Bir gün, derneğe gelen bir adam, çocuğunu mektebe göndermek istedi. Abdullah, "Kur'an kursuna yazdır, makul ücretlerle hallederiz," dedi. Ancak, kursa gelen çocukların çoğu zorla oradaydı. Abdullah, tarikatını büyütmek için okullar açtı, ama bu okullarda yaşanan skandallar ve cinsel taciz olayları medyaya yansımaya başladı. "Bu işin sonu kötü olacak," dedi Hüseyin Bey, Abdullah’a karşı sesini yükseltti. "Senin yaptıkların, bir gün başına bela olacak."

Abdullah, gülerek, "Sen kimsin ki bana karşı geliyorsun?" dedi ve Hüseyin’i ve yandaşlarını öldürttü. Zamanla, Abdullah’ın yolsuzlukları ortaya çıkmaya başladı. Ancak onun gücü, her seferinde bu olayları bastırmayı başardı. "Beni durduramazsınız," diyordu kendine güvenle.

90 yaşında hayatını kaybeden Abdullah’ın ardından tarikatı güçlenmeye devam etti. Ancak, muhalifleri artmaya başladı. Mahmut, Abdullah’ın ölümünden sonra tarikatın başına geçti, fakat onun da başı belaya girdi. Okulda çıkan yangında 1000 kişi hayatını kaybetti, ama Mahmut yine de ceza almaktan kurtuldu. "Bu işin sonu nereye varacak?" diye düşündü, ama korkusunu içe atarak, "Benim için önemli olan güç," dedi.

Sonunda, Mahmut’un oğlu Hasan ve Hüseyin arasında bir post kavgası patlak verdi. Hasan, Hüseyin’i öldürdü ve tarikatın başına geçti. Ancak, tarikatın yalanları ve oyunları zamanla gün yüzüne çıktı. Müritler, yıllarca şeyhlerine tapmaya devam ettiler. "Bizi kurtaracak olan, yine biziz," dediler. Ama bu hikaye, tarikatın sonunu getiren bir çatışma ile sona erdi. "Artık yeter," dedi bir mürit, "gerçekleri görmek zorundayız."Şeyh Abdullah, babası Mahmut'un ölümünden sonra şeyhlik makamına oturdu. Kişiliğiyle öne çıkan Abdullah, İslam kurallarına riayet eden bir adam olarak tanınıyordu. Herkes onu sever, övgüler yağdırırdı. Gece vakti, en yakın adamlarıyla bir araya geldiğinde, bu yıl gelen yardımların miktarını sordu. "20 milyon kadar yardım geldi," dedi bir adam. Abdullah, "O zaman dağıtalım," diyerek çoğunu kendisi alırken, az bir kısmını adamlarına bıraktı.

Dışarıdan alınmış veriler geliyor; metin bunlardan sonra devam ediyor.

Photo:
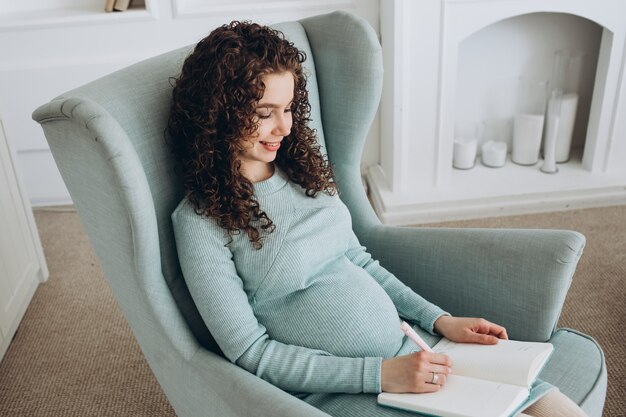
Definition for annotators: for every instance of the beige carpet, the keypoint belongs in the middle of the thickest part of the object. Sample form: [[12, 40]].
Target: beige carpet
[[74, 355]]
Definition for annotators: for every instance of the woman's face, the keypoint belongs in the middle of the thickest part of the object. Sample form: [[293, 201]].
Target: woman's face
[[273, 115]]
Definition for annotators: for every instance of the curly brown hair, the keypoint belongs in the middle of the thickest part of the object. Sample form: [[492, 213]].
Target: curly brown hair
[[213, 112]]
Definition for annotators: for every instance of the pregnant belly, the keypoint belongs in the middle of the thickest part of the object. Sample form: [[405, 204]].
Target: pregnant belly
[[351, 317]]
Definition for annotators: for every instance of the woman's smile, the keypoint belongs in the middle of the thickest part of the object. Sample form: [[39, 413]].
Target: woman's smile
[[270, 146]]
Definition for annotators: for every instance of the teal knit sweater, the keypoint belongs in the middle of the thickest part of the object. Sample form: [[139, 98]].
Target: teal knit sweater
[[311, 311]]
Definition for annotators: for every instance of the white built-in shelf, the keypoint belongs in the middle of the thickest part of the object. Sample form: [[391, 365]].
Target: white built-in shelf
[[483, 192], [200, 8], [75, 14]]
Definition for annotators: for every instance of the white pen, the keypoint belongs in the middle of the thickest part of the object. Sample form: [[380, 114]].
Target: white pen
[[408, 330]]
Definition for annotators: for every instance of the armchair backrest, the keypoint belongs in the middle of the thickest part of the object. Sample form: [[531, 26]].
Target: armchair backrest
[[107, 138]]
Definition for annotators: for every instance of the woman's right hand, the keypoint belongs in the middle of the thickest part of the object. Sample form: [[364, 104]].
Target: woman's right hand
[[414, 372]]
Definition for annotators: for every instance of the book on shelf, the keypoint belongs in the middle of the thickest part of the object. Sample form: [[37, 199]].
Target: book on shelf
[[486, 380]]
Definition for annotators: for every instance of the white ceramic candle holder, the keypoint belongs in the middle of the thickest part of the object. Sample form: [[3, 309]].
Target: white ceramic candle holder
[[493, 154], [464, 153]]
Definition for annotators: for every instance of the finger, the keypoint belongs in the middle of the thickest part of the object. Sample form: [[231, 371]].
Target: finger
[[441, 369], [483, 339], [498, 331], [439, 380], [439, 359], [427, 385]]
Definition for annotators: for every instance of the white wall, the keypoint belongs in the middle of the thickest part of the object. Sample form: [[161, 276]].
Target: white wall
[[51, 46]]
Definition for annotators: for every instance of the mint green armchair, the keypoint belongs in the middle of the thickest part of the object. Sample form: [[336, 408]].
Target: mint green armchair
[[107, 140]]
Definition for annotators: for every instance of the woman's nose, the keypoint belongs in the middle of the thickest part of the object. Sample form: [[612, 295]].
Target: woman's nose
[[283, 124]]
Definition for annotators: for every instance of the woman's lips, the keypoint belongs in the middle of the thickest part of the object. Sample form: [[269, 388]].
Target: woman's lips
[[271, 146]]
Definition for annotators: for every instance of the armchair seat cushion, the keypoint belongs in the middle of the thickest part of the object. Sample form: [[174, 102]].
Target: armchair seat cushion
[[578, 369]]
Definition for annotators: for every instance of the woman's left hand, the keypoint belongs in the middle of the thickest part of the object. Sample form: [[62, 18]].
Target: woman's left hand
[[470, 330]]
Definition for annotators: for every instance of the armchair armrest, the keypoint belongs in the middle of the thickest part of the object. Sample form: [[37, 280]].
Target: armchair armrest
[[515, 277]]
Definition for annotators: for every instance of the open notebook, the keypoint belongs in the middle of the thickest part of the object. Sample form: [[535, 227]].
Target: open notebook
[[486, 380]]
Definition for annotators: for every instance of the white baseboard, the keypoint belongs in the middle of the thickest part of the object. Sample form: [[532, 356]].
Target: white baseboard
[[398, 211]]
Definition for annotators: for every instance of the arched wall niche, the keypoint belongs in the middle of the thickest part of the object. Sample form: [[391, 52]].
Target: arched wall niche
[[491, 60]]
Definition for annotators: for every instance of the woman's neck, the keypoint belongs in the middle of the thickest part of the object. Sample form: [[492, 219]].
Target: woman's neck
[[258, 172]]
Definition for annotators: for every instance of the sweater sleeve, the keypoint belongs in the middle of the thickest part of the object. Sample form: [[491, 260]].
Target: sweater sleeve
[[219, 295], [409, 304]]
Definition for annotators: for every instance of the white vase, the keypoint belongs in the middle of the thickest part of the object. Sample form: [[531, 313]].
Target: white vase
[[527, 132], [567, 119]]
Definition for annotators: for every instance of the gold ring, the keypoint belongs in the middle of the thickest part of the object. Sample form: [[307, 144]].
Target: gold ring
[[435, 379]]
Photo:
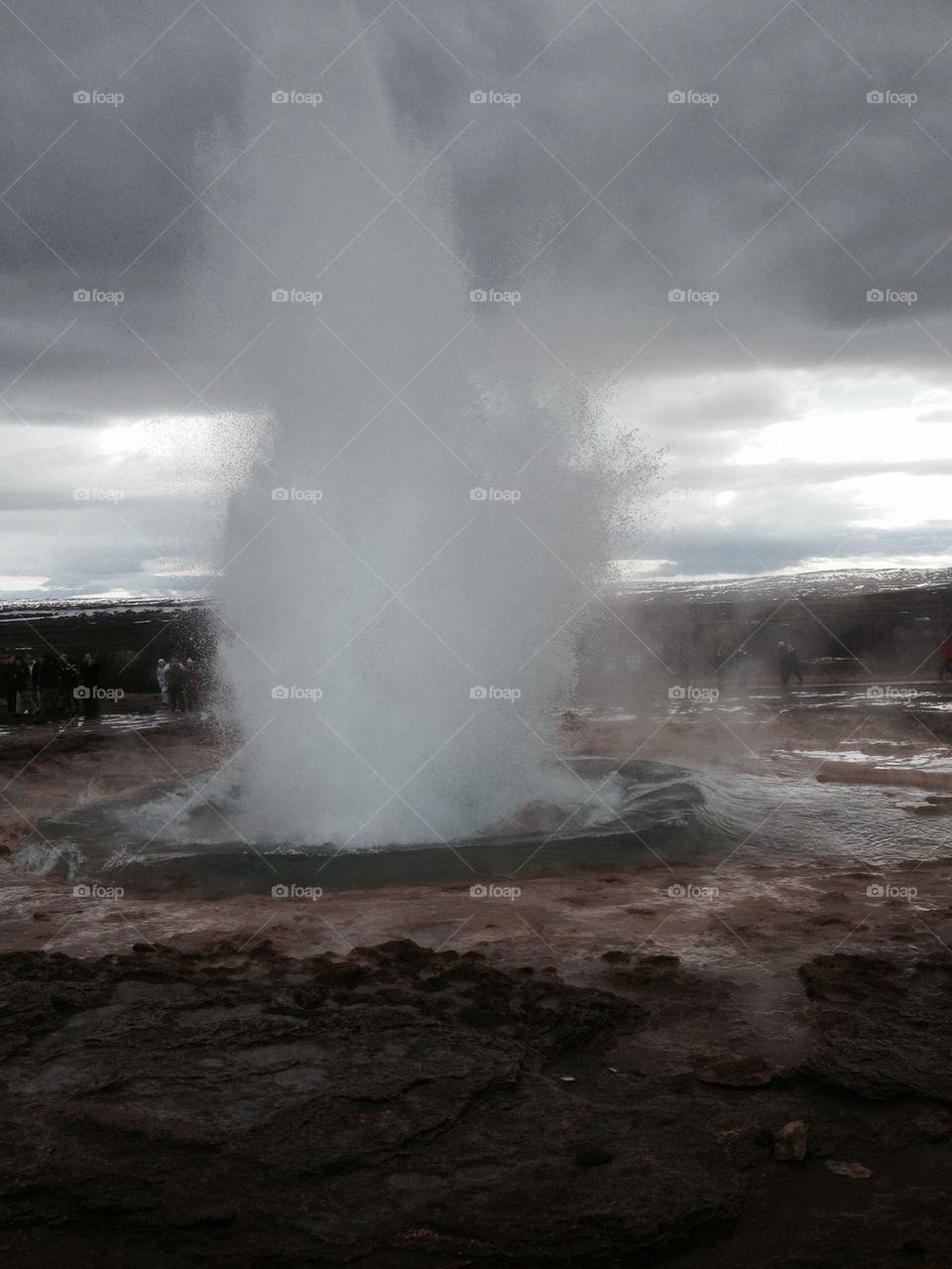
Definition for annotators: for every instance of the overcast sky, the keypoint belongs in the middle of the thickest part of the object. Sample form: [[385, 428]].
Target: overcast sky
[[727, 222]]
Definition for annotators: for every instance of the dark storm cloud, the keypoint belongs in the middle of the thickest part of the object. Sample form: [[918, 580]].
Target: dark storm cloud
[[595, 196]]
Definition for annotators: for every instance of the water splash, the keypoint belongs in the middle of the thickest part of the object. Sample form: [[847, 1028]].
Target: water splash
[[406, 568]]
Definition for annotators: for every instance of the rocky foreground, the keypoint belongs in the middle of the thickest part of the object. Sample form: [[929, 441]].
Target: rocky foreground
[[401, 1106]]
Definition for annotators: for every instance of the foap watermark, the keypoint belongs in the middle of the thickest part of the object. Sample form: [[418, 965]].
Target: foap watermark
[[885, 890], [295, 96], [495, 495], [693, 495], [495, 693], [490, 890], [92, 296], [690, 96], [296, 495], [706, 696], [292, 891], [678, 296], [691, 892], [490, 296], [295, 296], [887, 96], [95, 96], [295, 693], [876, 296], [490, 96], [98, 695], [876, 693], [92, 890], [90, 494]]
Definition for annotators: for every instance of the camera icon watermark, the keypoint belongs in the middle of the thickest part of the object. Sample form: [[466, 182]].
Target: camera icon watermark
[[878, 296], [295, 296], [492, 891], [90, 494], [688, 96], [884, 890], [889, 693], [681, 296], [292, 891], [112, 695], [491, 296], [887, 96], [492, 98], [92, 890], [700, 696], [296, 693], [479, 693], [84, 296], [292, 96], [691, 892], [495, 495], [296, 495], [94, 96]]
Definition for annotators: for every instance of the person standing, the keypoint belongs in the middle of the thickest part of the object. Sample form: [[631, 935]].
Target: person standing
[[177, 681], [90, 686], [27, 699], [163, 681], [191, 686], [47, 676], [21, 687], [69, 681], [788, 664], [10, 686], [946, 658]]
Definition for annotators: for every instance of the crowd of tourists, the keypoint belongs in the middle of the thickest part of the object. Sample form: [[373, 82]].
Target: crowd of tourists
[[56, 687], [51, 686], [178, 685]]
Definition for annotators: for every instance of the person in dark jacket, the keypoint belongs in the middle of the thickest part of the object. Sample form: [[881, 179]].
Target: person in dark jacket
[[10, 686], [788, 664], [68, 681], [177, 681], [46, 676], [90, 683]]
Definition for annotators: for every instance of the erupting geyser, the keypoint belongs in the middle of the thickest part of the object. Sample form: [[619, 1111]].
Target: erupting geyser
[[433, 505]]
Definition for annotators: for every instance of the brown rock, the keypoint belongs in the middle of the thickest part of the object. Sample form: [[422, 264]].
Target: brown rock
[[790, 1142], [843, 1169], [738, 1073]]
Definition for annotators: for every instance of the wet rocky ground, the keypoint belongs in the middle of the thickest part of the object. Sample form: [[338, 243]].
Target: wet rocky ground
[[402, 1106], [747, 1064]]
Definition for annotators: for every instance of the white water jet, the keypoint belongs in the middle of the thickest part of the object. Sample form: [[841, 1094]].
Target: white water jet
[[397, 641]]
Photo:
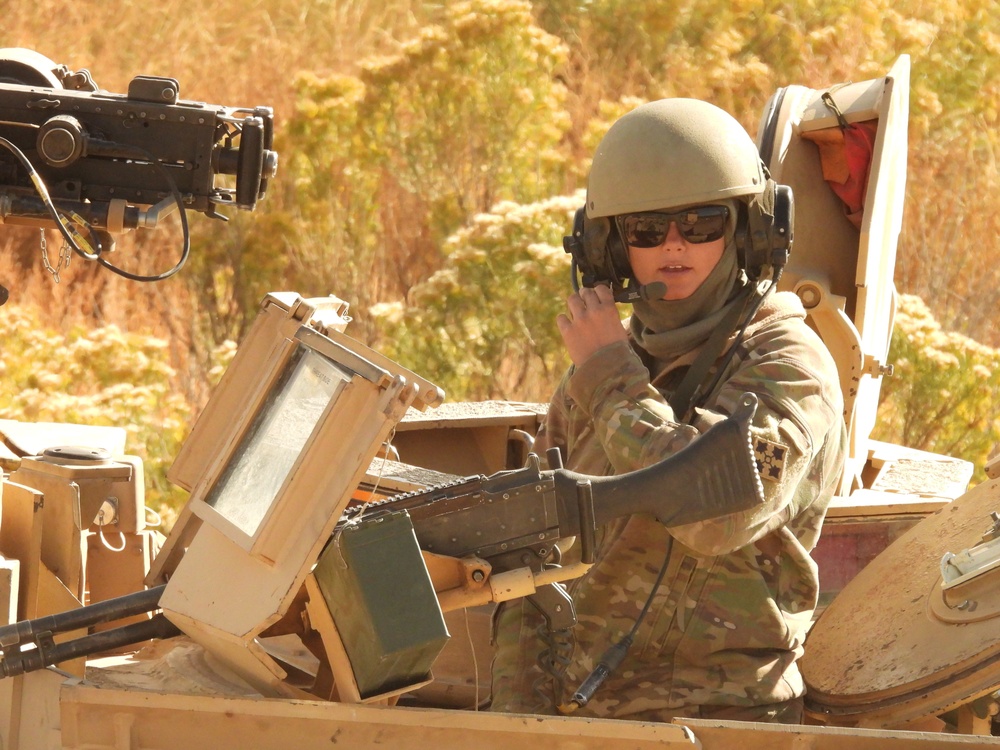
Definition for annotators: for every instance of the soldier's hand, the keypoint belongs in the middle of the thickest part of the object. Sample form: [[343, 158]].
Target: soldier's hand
[[590, 323]]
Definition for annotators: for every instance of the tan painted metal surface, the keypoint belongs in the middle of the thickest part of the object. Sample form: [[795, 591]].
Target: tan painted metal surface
[[879, 654]]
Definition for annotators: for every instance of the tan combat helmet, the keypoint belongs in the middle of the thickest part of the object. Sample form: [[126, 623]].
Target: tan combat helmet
[[672, 153]]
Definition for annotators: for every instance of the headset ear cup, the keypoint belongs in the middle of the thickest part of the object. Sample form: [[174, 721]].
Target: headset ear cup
[[740, 236], [617, 255]]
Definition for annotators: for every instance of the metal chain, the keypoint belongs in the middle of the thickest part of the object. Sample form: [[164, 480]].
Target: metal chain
[[65, 253], [550, 687]]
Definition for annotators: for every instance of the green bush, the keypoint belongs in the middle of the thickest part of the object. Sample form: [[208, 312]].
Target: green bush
[[98, 376]]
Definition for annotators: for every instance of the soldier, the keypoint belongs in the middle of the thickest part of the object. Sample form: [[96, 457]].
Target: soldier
[[718, 610]]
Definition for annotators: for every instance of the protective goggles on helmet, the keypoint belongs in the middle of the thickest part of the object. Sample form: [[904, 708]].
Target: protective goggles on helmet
[[697, 225]]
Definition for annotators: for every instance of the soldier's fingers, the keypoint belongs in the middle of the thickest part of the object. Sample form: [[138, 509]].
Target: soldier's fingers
[[604, 293], [576, 305]]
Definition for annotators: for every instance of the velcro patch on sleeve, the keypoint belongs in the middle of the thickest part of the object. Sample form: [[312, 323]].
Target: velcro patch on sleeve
[[770, 458]]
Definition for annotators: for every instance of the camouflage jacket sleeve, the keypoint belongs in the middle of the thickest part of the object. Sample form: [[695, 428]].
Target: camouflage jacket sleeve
[[781, 361]]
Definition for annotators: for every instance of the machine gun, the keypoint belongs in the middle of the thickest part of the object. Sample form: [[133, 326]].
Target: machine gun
[[512, 520], [93, 164], [503, 523]]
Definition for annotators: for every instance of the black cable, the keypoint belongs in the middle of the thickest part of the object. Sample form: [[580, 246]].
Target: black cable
[[67, 231], [615, 655], [50, 206], [186, 247]]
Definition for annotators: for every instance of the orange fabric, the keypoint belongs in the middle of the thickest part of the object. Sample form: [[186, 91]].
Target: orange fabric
[[846, 157]]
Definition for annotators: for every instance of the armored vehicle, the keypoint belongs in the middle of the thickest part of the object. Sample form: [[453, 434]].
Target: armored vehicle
[[347, 533]]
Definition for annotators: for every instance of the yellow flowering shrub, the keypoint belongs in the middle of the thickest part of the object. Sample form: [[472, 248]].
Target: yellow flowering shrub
[[943, 393], [484, 325]]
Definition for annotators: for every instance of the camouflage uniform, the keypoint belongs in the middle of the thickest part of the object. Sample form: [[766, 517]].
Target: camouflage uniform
[[727, 624]]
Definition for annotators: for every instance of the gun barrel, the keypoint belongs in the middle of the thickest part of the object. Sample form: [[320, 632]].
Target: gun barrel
[[83, 617], [29, 661]]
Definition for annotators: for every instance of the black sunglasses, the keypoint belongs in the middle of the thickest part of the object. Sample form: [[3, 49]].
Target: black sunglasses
[[696, 225]]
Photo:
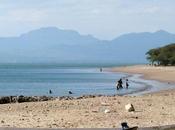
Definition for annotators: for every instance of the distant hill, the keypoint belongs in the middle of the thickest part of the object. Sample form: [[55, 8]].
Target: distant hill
[[55, 45]]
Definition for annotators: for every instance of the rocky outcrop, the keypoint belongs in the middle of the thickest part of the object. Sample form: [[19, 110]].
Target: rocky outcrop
[[21, 98]]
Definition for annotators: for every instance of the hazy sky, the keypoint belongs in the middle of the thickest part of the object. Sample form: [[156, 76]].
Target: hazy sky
[[105, 19]]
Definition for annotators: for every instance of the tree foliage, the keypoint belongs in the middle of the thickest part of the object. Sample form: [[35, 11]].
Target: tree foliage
[[163, 55]]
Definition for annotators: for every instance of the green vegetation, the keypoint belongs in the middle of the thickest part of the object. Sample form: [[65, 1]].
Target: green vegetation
[[162, 56]]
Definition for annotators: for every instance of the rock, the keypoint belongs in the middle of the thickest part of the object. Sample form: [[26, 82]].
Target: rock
[[105, 104], [129, 107], [107, 111], [4, 100]]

Cuma günü, lüks arabasıyla camiye gitti. Vaazında paranın, rüşvetin ve haksızlığın haram olduğunu vurguladı. Zamanla popülaritesi arttı ve devletin içlerine kadar bağlantılar kurdu. Ancak, rüşvet oğlu olarak bilinen bir adam, Abdullah’a yaklaşarak, "Bizi gör bakalım, oğlanı bu ay sınavsız polisliğe sok," dedi. Abdullah istemeyerek de olsa paraları gösterip rüşveti kabul etti.

Bir gün, derneğe gelen bir adam, çocuğunu mektebe göndermek istediğini söyledi. Abdullah, "Kur'an kursuna yazdır, makul ücretlerle hallederiz," dedi. Ancak, kursa gelen çocukların çoğu, ailelerinin zoruyla oradaydı ve yüzlerinden buraya gelmek istemedikleri belliydi. Abdullah, tarikatını büyütmek için okullar açtı, ancak bu okullarda yaşanan skandallar ve cinsel taciz olayları medyaya yansımaya başladı.

Hüseyin Bey, tarikatın oyunlarını bilen bir adamdı ve Abdullah’a karşı sesini yükseltti. Ancak Abdullah, onu ve yandaşlarını öldürttü. Zamanla, Abdullah’ın yolsuzlukları ortaya çıkmaya başladı, ama onun gücü her seferinde bu olayları bastırmayı başardı. Abdullah, yaşlandığında bile yolsuzluklarından vazgeçmedi.

90 yaşında hayatını kaybeden Abdullah’ın ardından tarikatı güçlenmeye devam etti. Ancak, muhalifleri artmaya başladı. Mahmut, Abdullah’ın ölümünden sonra tarikatın başına geçti, fakat onun da başı belaya girdi. Okulda çıkan yangında 1000 kişi hayatını kaybetti, ama Mahmut yine de ceza almaktan kurtuldu.

Sonunda, Mahmut’un oğlu Hasan ve Hüseyin arasında bir post kavgası patlak verdi. Hasan, Hüseyin’i öldürdü ve tarikatın başına geçti. Ancak, tarikatın yalanları ve oyunları zamanla gün yüzüne çıktı. Müritler, yıllarca şeyhlerine tapmaya devam ettiler. Bu hikaye, tarikatın sonunu getiren bir çatışma ile sona erdi.
Yorum Yapın
Yorum yapabilmeniz için üye olmalısınız.